Der Commissario brummte verstimmt, schnappte sich dann aber seine Jeans und sein Hemd und schlüpfte in seine Schuhe. Nun musste er auch noch Cornetti beim Bäcker besorgen. Das hatte er davon, dass er sich mit einer Kollegin eingelassen hatte. Maria Grazia Malafante war die Sekretärin seines Chefs, bildhübsch, aber leider auch verheiratet und ausgestattet mit sehr viel Selbstbewusstsein.
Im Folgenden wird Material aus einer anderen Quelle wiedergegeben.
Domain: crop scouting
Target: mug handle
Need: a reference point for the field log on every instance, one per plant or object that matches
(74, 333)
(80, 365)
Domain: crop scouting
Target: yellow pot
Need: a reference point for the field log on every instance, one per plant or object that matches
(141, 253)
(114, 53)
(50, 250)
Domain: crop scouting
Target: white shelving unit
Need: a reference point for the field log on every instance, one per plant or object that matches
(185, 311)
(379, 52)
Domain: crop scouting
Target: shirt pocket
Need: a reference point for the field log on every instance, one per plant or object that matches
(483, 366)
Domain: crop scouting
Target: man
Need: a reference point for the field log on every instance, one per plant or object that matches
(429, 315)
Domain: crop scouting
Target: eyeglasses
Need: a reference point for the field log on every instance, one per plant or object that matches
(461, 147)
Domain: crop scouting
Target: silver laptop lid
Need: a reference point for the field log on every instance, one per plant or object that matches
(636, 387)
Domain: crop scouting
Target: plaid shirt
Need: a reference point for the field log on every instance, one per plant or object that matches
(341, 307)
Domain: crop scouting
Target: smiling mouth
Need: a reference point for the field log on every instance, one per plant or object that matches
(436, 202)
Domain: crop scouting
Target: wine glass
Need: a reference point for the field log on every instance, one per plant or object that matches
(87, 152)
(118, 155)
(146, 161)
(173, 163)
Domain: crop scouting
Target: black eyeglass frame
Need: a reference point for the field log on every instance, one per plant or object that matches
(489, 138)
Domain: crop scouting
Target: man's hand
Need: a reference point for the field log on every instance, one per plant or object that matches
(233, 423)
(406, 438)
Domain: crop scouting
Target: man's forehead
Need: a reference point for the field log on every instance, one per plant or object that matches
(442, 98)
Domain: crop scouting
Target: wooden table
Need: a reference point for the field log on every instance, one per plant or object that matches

Ständig kommandierte sie ihn herum und hatte Sonderwünsche.
Ihr Mann Stefano, ein Anwalt, war für zwei Tage auf einer Fortbildung, so waren sie gestern Abend nach einem romantischen Essen am Canale Grande in seiner Wohnung gelandet.
Luca Brassoni konnte Marias Reizen einfach nicht widerstehen, aber er befürchtete, dass das Ganze zu keinem guten Ende führen würde.
Der Commissario war zweiundvierzig, geschieden, von kräftiger Statur, aber attraktiv. Zur Vollendung seines guten Aussehens fehlte ihm jedoch der kleine Finger der linken Hand, den er im Alter von zwölf Jahren in der Metzgerei seines Onkels Paolo verloren hatte, als sein Cousin Marco ihm demonstrieren wollte, dass er schon ebenso gut wie sein Vater große Fleischstücke mit dem Hackmesser zerteilen könnte.
Brassonis Hand hatte zu allem Unglück ein Stück zu nah neben dem Schweineschinken gelegen. Das war inzwischen vergeben und vergessen.
Seufzend schloss er die Wohnungstür im ersten Stock seines Apartments im Stadtteil Dorsoduro hinter sich zu. Er wohnte in der Calle del Degolin, einer ruhigen Straße nahe dem Zattere, der beliebtesten Uferpromenade der Venezianer.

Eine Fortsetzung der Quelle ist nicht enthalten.